I wonder if their dislike for Cassandra is based on previous versions pre-2.0. F...

bloodredsun · on April 16, 2013

Not if you want strong consistency. Cassandra's performance sucks in comparison with the likes of MongoDb or Couchbase when reading with strong consistency since the clients have no idea of the server topology.

cnlwsu · on April 16, 2013

umm what? Cassandra is just as fast/faster (depending on both configurations and load) compared to MongoDB with consistant read/writes. Definitely with writes but reads get tricky.

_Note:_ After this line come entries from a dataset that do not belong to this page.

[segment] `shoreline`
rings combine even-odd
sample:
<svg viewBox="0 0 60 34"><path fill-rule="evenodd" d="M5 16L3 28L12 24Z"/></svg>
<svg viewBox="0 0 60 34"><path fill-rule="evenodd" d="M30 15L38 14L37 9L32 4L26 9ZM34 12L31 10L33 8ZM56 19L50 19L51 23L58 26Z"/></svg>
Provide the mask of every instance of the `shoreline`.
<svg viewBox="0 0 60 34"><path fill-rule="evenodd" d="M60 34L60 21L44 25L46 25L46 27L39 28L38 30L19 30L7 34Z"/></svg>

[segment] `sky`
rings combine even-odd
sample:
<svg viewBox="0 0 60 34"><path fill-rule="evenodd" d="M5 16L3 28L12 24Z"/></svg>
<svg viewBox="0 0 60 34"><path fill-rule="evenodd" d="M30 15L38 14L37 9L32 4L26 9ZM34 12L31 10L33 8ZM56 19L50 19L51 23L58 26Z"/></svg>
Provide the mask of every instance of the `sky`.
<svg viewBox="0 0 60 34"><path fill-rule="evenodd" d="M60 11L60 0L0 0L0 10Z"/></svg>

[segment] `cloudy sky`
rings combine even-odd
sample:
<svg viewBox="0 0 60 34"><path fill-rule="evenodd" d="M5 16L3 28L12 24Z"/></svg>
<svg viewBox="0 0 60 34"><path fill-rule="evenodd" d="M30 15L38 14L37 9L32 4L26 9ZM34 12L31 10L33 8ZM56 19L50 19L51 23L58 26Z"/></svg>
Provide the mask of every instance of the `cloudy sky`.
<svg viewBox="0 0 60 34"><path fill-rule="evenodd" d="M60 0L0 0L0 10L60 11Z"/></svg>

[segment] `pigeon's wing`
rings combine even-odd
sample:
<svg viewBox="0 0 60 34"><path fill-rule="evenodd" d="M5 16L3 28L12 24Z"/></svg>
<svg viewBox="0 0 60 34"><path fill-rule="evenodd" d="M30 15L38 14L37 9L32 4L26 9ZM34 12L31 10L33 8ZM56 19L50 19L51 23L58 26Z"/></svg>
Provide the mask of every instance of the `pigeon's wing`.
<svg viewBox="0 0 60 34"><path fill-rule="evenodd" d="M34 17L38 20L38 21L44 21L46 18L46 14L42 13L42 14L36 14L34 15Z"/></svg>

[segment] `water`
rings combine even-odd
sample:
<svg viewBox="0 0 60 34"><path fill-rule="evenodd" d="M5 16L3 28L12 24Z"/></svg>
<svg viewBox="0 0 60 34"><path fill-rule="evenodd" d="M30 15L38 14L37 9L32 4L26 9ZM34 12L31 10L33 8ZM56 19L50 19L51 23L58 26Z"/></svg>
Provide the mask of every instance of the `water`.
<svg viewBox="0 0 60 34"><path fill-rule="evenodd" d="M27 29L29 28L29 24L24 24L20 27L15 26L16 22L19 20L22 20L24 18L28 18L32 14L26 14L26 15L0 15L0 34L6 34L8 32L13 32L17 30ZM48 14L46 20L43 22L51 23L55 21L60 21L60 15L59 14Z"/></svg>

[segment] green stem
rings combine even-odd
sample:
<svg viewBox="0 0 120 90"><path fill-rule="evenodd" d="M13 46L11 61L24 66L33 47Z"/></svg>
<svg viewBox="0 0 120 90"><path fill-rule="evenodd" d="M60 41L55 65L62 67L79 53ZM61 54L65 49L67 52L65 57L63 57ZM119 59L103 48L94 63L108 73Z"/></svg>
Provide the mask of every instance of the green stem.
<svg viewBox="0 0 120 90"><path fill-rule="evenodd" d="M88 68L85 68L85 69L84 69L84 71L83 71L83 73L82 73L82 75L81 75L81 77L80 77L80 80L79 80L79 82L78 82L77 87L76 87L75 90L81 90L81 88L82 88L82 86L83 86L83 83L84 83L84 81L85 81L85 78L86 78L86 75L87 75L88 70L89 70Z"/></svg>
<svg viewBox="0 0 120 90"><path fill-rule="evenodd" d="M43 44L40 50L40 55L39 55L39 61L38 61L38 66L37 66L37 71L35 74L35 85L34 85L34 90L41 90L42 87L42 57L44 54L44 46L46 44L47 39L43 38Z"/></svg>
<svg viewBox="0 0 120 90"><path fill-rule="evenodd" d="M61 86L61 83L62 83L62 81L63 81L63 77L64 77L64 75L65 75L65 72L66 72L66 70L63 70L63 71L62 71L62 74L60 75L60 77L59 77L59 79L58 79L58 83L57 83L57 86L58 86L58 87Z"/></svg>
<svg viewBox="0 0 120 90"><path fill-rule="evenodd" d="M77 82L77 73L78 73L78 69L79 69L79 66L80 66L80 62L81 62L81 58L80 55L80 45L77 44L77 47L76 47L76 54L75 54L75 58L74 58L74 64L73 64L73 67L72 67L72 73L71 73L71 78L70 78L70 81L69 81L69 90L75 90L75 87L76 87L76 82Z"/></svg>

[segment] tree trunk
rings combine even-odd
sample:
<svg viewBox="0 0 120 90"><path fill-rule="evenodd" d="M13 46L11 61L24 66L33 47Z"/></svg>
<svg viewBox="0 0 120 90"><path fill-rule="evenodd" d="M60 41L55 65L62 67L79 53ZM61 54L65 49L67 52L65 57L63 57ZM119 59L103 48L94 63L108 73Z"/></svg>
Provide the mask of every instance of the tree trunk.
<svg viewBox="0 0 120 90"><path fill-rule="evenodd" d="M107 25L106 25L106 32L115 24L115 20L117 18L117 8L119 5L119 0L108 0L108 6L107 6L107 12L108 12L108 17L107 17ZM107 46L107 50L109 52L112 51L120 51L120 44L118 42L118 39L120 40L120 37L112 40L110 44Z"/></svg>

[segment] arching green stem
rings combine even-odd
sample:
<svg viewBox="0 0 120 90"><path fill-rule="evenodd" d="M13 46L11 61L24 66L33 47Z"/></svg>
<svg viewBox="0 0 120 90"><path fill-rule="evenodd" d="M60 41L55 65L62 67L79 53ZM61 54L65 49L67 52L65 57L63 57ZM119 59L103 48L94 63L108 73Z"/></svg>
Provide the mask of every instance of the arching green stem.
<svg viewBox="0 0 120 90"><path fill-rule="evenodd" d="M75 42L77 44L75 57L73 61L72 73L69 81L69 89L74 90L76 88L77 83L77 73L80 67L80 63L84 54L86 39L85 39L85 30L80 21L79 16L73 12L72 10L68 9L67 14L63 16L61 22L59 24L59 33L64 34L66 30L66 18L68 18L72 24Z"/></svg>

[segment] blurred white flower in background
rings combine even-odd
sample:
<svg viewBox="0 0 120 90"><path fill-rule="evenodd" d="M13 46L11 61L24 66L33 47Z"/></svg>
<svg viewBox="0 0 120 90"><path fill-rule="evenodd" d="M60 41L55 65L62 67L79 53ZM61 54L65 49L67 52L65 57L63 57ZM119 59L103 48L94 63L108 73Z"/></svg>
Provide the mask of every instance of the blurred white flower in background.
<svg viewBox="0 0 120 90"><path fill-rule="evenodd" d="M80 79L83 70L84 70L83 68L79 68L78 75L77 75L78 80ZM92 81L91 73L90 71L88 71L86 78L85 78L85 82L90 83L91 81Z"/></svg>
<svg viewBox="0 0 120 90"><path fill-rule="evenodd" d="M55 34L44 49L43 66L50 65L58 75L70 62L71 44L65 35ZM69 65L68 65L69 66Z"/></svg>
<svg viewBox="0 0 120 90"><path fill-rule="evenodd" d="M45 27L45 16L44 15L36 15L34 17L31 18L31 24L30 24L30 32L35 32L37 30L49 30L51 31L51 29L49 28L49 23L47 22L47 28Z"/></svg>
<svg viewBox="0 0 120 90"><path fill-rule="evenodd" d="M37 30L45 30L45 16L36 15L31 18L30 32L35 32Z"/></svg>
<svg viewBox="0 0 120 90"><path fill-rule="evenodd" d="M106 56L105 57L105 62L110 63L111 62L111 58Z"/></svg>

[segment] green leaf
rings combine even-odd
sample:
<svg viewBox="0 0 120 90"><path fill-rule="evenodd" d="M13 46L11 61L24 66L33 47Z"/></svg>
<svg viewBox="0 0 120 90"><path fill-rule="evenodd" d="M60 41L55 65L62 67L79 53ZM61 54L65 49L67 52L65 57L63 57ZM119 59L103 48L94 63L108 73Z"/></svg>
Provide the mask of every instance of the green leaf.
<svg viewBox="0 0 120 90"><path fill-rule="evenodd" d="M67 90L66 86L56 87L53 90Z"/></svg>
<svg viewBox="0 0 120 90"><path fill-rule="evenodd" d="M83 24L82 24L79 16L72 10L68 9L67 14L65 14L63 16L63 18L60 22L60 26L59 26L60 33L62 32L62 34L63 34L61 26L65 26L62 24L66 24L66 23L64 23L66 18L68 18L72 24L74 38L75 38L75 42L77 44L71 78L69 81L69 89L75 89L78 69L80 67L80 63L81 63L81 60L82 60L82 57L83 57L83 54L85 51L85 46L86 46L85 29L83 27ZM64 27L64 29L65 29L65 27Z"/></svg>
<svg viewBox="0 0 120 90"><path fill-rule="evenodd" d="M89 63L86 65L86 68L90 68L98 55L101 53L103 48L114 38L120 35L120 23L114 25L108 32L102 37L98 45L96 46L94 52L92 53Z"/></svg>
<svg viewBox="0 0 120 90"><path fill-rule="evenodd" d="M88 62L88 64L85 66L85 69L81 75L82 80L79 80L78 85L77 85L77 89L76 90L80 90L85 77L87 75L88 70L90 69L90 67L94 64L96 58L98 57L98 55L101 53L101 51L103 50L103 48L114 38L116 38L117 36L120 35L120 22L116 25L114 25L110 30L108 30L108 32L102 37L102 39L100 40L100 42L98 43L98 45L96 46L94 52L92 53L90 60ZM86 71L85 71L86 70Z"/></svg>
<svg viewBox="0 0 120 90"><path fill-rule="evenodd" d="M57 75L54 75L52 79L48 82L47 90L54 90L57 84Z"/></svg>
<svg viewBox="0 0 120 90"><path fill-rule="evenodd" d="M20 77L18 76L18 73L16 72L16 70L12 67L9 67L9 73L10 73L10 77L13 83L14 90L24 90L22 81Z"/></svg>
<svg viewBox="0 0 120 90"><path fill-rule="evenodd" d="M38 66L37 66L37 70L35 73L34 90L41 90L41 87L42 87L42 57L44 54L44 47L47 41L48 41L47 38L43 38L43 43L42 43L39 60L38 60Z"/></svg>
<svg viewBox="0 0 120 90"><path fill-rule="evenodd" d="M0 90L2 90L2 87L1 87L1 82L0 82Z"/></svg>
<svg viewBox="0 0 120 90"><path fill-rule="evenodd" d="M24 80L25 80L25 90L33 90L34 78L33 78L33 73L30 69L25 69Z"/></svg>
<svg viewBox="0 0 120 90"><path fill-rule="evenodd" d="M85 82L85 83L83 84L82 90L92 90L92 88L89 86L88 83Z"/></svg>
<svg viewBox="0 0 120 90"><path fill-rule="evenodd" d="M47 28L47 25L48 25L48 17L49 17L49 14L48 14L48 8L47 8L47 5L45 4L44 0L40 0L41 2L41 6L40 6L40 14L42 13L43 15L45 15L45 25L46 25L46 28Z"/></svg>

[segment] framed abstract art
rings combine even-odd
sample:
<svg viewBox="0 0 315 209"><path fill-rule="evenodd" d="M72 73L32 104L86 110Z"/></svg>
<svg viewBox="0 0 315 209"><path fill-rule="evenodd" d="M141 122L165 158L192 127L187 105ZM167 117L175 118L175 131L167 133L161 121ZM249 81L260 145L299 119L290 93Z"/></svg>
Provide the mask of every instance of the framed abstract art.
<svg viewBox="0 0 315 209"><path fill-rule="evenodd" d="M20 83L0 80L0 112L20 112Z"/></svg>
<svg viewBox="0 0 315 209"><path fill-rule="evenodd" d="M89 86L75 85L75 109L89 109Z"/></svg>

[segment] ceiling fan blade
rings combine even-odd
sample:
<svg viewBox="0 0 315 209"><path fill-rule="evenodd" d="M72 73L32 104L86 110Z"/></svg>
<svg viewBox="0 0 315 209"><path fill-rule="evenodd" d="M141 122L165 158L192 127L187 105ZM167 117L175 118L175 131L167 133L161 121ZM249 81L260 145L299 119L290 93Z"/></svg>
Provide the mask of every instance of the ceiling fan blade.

bloodredsun · on April 16, 2013

Firstly, these sorts of applications are always going to be more read heavy so the reads are more important. Secondly, Cassandra cannot and will not be as good as something like Couchbase since the client libraries are not aware of the server topology so they cannot make direct connection to the server hosting the data. This means that depending on your consistency requirements, Cassandra will be merely okay to occasionally terrible depending on whether you care about 99th percentile. This behaviour was one of the reasons my company moved away from Cassandra

This is probably the best benchmark of Cassandra/MongoDb/Couchbase http://www.slideshare.net/renatko/couchbase-performance-benc...

pkolaczk · on April 16, 2013

This benchmark is pure marketing. Cassandra clients can be token aware and can do connections directly to the right node.

If you want a scientific, independent, peer-reviewed NoSQL benchmark, read this: http://vldb.org/pvldb/vol5/p1724_tilmannrabl_vldb2012.pdf

Cassandra is a clear winner here.

bloodredsun · on April 17, 2013

No, the benchmark is not pure marketing. Why would you claim that it is? Apart from Astyanax, which clients are token aware?

That paper is very useful so thanks for posting the link but it has a number of issues as I see it.

1) It considers Cassandra, Redis, VoltDB, Voldermort, HBase and MySQL. It does not cover either MongoDB or Couchbase.

2) Latency values are given as average and do not show p95/p99. In my experience, Cassandra in particular is susceptible to high latency at these values.

3) Even considering average values, the read latency of Cassandra is higher than you would see with either MongoDB or Couchbase.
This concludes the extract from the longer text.